Angel Encounters 1: The Tree
Shelley J Alongi

 

The rain slammed the window in large droplets, clattering in sheets pushed against the plate glass by the cold, arctic-driven wind. I sat at the kitchen table facing the curtainless window, watching the rain. Rainy days were my favorite days. This morning the slamming rain drowned out sight and sound, leaving room for only taste and fragrance in the senses, the rhythmic brewing of the coffee in the background taking up what little space was left. I moved as my black and white cat jumped up on the table, rubbing against my hand. She turned away from me, looking at the man who sat on the other side of the table, his gaze focused out the window. A soft friendly meow exited from the cat as she made her way to him. She rubbed against the fingers of his left hand. He looked back inside the kitchen, seeing the cat sniffing his fingers. She seemed to gaze thoughtfully at his hand, seeing work-worn fingers, rough patches of skin.
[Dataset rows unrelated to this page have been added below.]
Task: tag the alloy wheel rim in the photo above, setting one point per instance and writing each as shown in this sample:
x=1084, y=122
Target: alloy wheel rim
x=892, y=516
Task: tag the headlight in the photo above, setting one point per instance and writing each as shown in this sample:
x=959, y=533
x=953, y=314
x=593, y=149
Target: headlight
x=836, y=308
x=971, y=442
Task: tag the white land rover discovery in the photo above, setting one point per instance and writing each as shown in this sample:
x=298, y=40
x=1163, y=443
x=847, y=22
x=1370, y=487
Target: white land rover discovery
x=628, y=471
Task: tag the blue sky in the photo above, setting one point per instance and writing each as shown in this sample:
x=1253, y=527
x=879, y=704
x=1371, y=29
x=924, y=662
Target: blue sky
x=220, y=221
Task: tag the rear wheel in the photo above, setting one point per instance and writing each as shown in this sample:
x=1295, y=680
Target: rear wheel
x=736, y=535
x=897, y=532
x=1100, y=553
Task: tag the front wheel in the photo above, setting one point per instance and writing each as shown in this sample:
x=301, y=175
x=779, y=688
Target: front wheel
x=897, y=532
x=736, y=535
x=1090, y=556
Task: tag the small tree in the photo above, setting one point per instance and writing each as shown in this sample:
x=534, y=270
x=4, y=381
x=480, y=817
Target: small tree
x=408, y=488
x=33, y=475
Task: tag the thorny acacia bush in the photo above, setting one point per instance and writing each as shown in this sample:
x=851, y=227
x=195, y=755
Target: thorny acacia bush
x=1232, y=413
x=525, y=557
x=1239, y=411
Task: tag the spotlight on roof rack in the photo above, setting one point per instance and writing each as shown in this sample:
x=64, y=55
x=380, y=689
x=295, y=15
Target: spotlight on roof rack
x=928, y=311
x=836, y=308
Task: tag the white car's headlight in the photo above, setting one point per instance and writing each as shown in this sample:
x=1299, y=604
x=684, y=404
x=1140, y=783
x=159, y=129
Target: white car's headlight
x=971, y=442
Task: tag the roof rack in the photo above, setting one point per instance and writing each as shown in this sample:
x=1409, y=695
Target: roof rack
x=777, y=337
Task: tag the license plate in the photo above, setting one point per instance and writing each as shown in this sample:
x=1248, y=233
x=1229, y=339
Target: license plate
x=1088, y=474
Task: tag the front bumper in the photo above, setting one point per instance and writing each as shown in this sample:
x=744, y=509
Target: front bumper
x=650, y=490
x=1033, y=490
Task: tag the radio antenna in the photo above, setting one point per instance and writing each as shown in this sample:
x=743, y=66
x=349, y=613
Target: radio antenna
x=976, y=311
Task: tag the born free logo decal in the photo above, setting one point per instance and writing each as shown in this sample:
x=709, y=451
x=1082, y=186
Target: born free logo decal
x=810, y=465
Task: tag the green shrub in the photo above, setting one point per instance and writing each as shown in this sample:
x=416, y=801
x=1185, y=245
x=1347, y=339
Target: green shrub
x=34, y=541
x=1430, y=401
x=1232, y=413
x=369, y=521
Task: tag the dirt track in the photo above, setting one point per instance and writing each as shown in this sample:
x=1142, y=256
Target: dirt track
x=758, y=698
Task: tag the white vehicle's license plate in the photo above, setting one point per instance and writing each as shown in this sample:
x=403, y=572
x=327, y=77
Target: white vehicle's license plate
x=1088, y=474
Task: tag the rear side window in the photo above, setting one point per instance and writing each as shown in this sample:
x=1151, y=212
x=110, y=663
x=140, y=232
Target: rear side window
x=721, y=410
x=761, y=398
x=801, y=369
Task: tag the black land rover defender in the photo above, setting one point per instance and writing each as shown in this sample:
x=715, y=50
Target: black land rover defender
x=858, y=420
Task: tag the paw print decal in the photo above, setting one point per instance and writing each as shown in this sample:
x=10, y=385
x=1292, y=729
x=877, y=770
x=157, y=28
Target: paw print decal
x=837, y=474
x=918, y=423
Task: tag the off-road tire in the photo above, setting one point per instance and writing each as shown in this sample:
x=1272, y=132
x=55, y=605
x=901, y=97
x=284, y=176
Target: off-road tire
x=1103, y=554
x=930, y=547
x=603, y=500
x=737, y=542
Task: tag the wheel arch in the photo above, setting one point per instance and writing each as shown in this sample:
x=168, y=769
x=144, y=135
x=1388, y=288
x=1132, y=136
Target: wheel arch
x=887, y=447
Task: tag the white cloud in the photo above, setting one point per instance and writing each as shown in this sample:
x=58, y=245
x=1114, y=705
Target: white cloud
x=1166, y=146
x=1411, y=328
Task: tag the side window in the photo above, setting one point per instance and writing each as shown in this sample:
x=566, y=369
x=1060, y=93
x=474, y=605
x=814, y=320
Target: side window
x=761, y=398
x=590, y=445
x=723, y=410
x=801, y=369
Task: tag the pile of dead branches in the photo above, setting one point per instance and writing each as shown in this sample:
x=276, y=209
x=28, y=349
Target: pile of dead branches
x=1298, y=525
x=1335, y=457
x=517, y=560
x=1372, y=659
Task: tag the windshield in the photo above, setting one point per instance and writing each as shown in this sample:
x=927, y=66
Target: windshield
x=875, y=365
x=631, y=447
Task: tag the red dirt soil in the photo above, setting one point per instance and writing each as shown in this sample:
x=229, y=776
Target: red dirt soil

She rubbed against it and sniffed, letting her tongue flick out to rub its sandpapery brushes gently against the skin covering the shapely fingers. He took that hand and laid it on her back, rubbing his fingers across the short fur, and smiled. In the distance a rumble of thunder turned his attention and mine to the window.

"More rain," I said unnecessarily.

"Not yet."

He spoke with authority, as if he knew the rain lay further in the distance than was suggested by the rumble of thunder. We both knew the town's inhabitants prepared for the coming onslaught.

"It's already wet enough," I said. "I hope I can dig out that tree."

"Which tree?"

He turned his gaze back to what lay beyond the window, his eyes scanning the thick branches and leaves that stretched like an awning between the window and the fence that separated me from my neighbor.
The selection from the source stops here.